A nationwide subsidy for public transport that took effect in May 2023 meant German transport costs pushed up headline inflation in May 2024, imposing what economists call a base effect. Removing that one-off from statistical measurements took inflation back to levels seen last March and April.
Having said that, inflation is falling at a very slow rate, and Berenberg notes that some ECB Governing Council members may be inclined to caution when deciding how quickly to resume rate cuts.
September will also see the release of new ECB forecasts. A softer inflation forecast could provide the bank’s Governing Council with a stronger argument in favor of another rate cut.
In August 2023, an analysis by Commerzbank said EUR/USD faced a near-term pullback below 1.11 thanks to ECB policy signals. However, better times for EUR bulls were on the horizon as a Eurozone recovery was likely be in full swing by year’s end.
‘We expect to see strong US data in the coming weeks relative to the Eurozone, which suggests that traders are pricing in higher expectations for another rate hike by the Fed. 'When that happens, the terminal rate will make the Dollar attractive against the Euro.’
Consecutive economic data prints exceeded consensus expectations, suggesting America’s economy was more resilient than forecasters expected. Commerzbank analysts were confident that the Federal Reserve would tackle inflation and sidestep a recession at the same time, an expectation that eventually came true.
The changed dynamic raised the odds of another rate hike in September 2023, pushing up Dollar exchange rates as a result.
But the bank’s analysts added that Washington and Frankfurt were close to negotiating a terminal interest rate, so moving a few basis points in either direction was unlikely to be a game-changer.
More important was what would come next, namely who would cut interest rates first, and to what extent.
Commerzbank economists said the Eurozone’s economic doldrums would improve towards the end of the fourth quarter.
At the start of 2023, ING Bank said EUR/USD had regained a level not seen since June 2022 after extending a strong recovery.
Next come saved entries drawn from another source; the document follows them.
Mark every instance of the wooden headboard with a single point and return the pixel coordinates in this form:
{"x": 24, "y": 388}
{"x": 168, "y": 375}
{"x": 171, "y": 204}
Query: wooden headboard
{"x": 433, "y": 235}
A stronger Euro was finding support from Eurozone energy markets and a retreat by the Greenback driven by economic data. ING said it believed further gains were possible.
The pair opened the new year in retreat against a recovering Greenback, but after a retracement it leapt to a multi-month high on Monday 9th January, as forex traders quickly discounted rumors of an end to the US Federal Reserve's interest rate hiking cycle.
In a note to investors, analysts at the Dutch bank’s FX analysis unit said the pair had been ‘impacted by a Dollar sell-off and market bias could send it even higher. We are seeing parallels with the summer of 2007 when a slowdown in America’s housing market gave rise to expectations that the Fed would have to take its foot off the gas.’
Reviewing the price action that dominated the pair that year, ING said American two-year bond yields disintegrated to 2.6 per cent after experiencing trade in the 4.5 to 5 per cent range for the first half of the year. By December 2007, EUR/USD had rallied back by 10 per cent.
The Greenback tracked American yields higher in 2022 as global investors looked for better returns, therefore USD would be expected to retreat if this bond market dynamic went into reverse. ING says this is currently what’s happening.
The ECB said in December 2022 that it was ready for two more interest rate rises of 50 basis points, catching investors off-guard as they were gauging whether Frankfurt would slow down.
The US Fed then signaled that it would ease back soon. Forex traders started looking for the next 25 basis point hike, which was below what the ECB seems to have ‘priced in’.
In June 2022, EUR/USD was trying to climb out of a trough that saw it sink to five-year lows. EUR needed intervention from the European Central Bank (ECB) to beat an already hawkish Dollar market and sustain its recovery momentum ahead of the latest US inflation data print.
The single currency gained substantial support from a hawkish market that re-priced its expectations for ECB interest rate action in advance of the central bank’s late June policy meeting.
The meeting announced the end of Frankfurt’s last and longest running quantitative easing (QE) programme, while providing insights into the future path of European interest rates.
However, forex traders were focused on anything that signaled the ECB’s likely policy direction in July and September, particularly any guidance about the lift Eurozone interest rates could get in July.
In a note to investors, Barclays European Economics Unit said that EUR/USD could rise in the Summer ‘thanks to a more hawkish European Central Bank coming out of Friday’s meeting and a weaker Dollar. In that scenario we believe upside resistance at 1.0789 will be tested.
‘We will be closely monitoring post–meeting communications from the June meeting for indications that the tightening cycle is going to become more aggressive. There is even a small possibility that the ECB decides to raise rates this week.’